Но гляди, на противоположном низком берегу зеленеет поросль молодых лиственниц. Все у них пока очень маленькое. Ствол тоньше карандаша, ветки как спички, сами до того низкие, что не затаиться даже куропачьему выводку. Пройдет немало времени, прежде чем они станут такими же большими, как те унесенные водой деревья. Но ведь — обязательно станут! И никогда не будет их в этой долине меньше, потому что лишь обрушит река кусок заросшего лиственницами берега, тотчас намоет неподалеку полоску новой земли. И поднимутся взамен поверженных деревьев еще более пышные и стройные.

Король умер! Да здравствует король!

Синицы и трясогузка

Весеннее солнце до того жаркое, что щекам горячо. Но с распадка нет-нет да и дохнет промозглым ветром, и тогда не понять, чего же сейчас в тайге больше — тепла или холода?

На шероховатых стволах растущих вокруг моей избушки лиственниц собрались большие серые мухи с обтрепанными крыльями и подтянутыми животами. Они деловито ползают по коре, что-то там изучают, умываются или, сойдясь голова к голове, мирно беседуют. Самые непоседливые вдруг взлетают и, крутнувшись юлой в стылом воздухе, торопливо опускаются на прежнее место. Они видят соседние деревья, слышат жужжание разгуливающих там мух, но лететь страшновато. А вдруг по дороге замерзнешь?

Наконец одна из них срывается и, вихляя в воздухе, мчится к ближней лиственнице. Там долго сидит, переводя дух, затем прихорашивается и отправляется вверх или вниз по стволу знакомиться.

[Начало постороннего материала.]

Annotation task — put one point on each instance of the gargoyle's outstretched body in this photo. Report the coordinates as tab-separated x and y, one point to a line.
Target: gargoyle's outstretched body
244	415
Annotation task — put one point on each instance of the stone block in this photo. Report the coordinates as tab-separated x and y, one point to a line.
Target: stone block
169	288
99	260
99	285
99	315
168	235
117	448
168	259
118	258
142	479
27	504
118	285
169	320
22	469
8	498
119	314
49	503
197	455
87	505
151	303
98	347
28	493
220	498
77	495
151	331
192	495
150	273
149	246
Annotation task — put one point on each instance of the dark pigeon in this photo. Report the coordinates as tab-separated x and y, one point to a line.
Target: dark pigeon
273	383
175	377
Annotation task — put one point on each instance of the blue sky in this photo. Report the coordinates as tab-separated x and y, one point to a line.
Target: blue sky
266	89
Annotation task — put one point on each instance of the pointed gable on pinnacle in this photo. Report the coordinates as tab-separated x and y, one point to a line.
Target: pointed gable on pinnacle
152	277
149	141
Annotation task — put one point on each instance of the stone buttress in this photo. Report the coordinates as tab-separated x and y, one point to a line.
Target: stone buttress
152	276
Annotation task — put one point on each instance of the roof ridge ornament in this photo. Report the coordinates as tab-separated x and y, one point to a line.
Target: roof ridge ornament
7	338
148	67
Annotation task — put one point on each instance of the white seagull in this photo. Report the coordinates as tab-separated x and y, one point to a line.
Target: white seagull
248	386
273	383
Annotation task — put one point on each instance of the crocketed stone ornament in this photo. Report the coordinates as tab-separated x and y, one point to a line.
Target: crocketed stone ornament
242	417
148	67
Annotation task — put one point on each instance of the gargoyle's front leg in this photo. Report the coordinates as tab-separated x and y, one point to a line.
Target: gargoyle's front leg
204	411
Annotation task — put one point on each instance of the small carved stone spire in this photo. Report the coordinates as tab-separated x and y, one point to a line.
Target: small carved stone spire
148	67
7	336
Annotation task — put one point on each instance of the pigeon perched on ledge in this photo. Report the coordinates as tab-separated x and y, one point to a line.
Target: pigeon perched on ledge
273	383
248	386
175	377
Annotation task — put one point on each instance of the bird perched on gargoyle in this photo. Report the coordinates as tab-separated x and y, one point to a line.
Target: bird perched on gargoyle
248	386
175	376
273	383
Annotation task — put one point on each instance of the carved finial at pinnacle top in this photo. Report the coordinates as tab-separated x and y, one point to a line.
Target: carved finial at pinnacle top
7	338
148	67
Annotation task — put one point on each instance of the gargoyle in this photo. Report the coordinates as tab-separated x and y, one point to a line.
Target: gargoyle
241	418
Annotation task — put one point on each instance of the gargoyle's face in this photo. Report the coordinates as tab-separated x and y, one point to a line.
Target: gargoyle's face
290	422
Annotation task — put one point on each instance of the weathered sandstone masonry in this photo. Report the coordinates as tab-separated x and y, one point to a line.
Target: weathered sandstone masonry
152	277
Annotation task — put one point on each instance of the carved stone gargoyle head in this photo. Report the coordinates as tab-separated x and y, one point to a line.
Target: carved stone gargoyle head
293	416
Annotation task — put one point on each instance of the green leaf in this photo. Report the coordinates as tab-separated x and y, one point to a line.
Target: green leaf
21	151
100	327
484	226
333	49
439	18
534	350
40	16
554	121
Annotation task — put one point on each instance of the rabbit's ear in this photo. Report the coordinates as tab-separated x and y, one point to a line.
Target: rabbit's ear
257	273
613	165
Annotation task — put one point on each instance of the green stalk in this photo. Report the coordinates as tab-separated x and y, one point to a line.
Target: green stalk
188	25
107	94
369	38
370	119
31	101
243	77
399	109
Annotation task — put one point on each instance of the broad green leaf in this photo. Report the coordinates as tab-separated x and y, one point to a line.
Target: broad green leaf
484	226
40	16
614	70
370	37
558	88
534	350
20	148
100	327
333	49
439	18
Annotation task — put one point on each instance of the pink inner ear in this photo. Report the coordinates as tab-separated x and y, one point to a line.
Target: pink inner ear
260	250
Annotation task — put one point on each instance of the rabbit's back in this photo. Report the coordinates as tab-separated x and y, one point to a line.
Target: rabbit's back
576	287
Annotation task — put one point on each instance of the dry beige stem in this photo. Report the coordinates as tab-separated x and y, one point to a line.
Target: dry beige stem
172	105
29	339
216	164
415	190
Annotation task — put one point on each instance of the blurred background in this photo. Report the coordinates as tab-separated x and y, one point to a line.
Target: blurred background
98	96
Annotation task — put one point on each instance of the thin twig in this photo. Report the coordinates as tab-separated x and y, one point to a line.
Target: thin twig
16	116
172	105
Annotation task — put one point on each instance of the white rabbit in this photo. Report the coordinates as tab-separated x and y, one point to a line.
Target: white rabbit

Вечером я пошел за дровами и увидел на снегу россыпь застывших мух. Не долетели…

Над головой суетятся проворные синицы, шуршат лиственничными шишечками, заглядывают под кору, но мух почему-то не трогают. Может, не видят, а может, замерзшие насекомые кажутся им кусочками коры.

Откуда ни возьмись трясогузка. Спина у нее зеленая, голова серая, а живот и грудка желтые. Она сразу же заметила мух и принялась их клевать. И синички заинтересовались поживой, спустились пониже и вскоре присоединились к трясогузке.

А та мышкой бегает по снегу, сердито постукивает хвостиком и не столько ест, сколько цивикает. Наверное, торопится рассказать синичкам о виденных в теплых краях пальмах, попугаях, зубастых крокодилах. Сидите, мол, здесь, а там такое творится!..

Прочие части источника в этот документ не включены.